Further searching revealed that Aztec diamonds are popular because of the Aztec diamond theorem and the Arctic Circle theorem, both related to domino tilings. This is all very fascinating, but unfortunately presented me with a dead end. Fortunately, I did also discover that Aztec Diamond Equestrian is a company that makes leggings with very functional looking pockets, so that was a win. But on the math side of things, I wasn’t coming up with much. I did, at least, realize that if I rotated my grid and treated each of those segments as the diagonal of a square, I was in fact dealing with an Aztec diamond. If nothing else, this allowed me to confirm that A046092 was the sequence I was dealing with, it allowed me to confirm my original equation, and therefore meant I could test any arbitrary case without manually counting.
I started noticing other patterns, too. The problem is complicated because it’s like a square, but it’s missing the corners. This is where the narrative begins to fall apart. All these thoughts of squares and right triangles, hypotenuses… I established a formula that I have tested for the first 1000 integers in A046092, they all pass. But I cannot come up with a proof that explains it. Furthermore, I am not confident that it actually holds up despite the first 1000 integers validating. The next step is scripting the formulae out to test well beyond 1000.

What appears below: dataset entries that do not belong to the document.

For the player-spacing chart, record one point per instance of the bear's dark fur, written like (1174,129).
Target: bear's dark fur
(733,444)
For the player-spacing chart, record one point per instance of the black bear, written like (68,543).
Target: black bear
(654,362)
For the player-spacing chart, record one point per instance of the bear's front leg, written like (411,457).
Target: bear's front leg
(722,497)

Now, for my project, I don’t need anywhere near 1000, so the equation is Good Enough. Hell, I could probably hardcode the sequence as far as I need it, and a lookup table would likely be faster than a bunch of math. But now I’m really curious. So for a square x by x units, and y as the xth integer in A046092, I’d love to prove that x=ceil(sqrt(2y)/2). I don’t know that I can, but I would really like to. Ultimately I know I’m looking at a hypotenuse, or an approximation of a hypotenuse, with the Pythagorean theorem being beautifully simple given the area of a square.

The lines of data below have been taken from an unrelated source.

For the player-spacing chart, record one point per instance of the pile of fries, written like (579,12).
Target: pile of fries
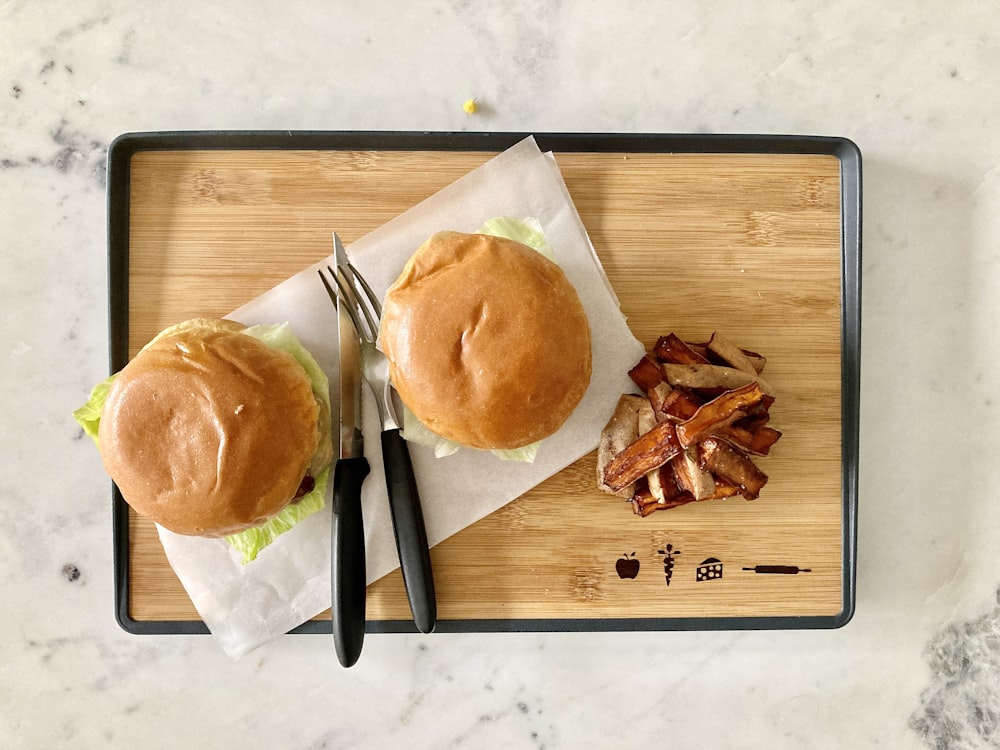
(691,437)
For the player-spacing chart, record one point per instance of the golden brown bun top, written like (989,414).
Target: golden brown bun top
(487,341)
(209,431)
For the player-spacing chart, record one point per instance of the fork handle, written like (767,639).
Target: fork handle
(411,535)
(347,562)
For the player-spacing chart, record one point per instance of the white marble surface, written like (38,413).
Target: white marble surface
(914,85)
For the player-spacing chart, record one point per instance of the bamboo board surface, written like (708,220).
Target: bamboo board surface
(746,244)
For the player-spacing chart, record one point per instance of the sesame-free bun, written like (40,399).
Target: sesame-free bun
(487,341)
(209,431)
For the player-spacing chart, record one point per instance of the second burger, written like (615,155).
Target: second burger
(488,343)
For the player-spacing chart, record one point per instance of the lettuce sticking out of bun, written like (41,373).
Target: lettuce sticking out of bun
(217,430)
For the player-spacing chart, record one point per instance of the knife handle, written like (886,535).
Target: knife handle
(347,560)
(411,536)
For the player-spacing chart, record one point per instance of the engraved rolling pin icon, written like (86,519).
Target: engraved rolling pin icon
(785,569)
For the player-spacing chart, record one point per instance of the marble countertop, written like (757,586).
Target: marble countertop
(909,83)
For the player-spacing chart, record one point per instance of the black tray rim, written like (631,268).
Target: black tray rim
(126,145)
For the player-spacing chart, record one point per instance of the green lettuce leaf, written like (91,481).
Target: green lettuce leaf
(527,231)
(249,543)
(281,336)
(88,416)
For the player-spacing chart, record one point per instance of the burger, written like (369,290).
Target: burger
(487,341)
(218,430)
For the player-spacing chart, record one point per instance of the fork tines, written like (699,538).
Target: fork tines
(360,298)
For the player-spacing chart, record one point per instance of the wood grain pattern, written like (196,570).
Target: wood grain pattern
(741,243)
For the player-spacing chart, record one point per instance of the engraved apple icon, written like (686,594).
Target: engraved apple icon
(627,566)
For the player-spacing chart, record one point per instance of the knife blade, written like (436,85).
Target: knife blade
(347,559)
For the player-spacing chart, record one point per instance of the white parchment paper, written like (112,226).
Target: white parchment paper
(289,583)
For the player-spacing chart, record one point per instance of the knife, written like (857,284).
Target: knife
(347,559)
(404,498)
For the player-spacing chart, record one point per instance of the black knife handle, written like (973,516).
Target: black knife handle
(347,561)
(411,536)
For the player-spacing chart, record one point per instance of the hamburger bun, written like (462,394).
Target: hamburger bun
(487,341)
(209,431)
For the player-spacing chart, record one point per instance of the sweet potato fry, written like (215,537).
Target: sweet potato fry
(680,404)
(723,490)
(690,477)
(670,348)
(621,430)
(730,354)
(732,466)
(750,434)
(646,374)
(705,413)
(705,376)
(648,452)
(643,502)
(658,397)
(718,413)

I guess, in the end, I have an equation that more than meets my needs. I learned about Aztec diamonds, and I figured out why this problem is not as simple as it originally seems. I also learned about some pretty bangin’ equestrian leggings. I’m going to keep at this, though, because it fascinates me, and I haven’t found a solution in the wild. I’ll report back, but before I do, there will likely be a game-in-a-post to explain why I was trying to solve it in the first place.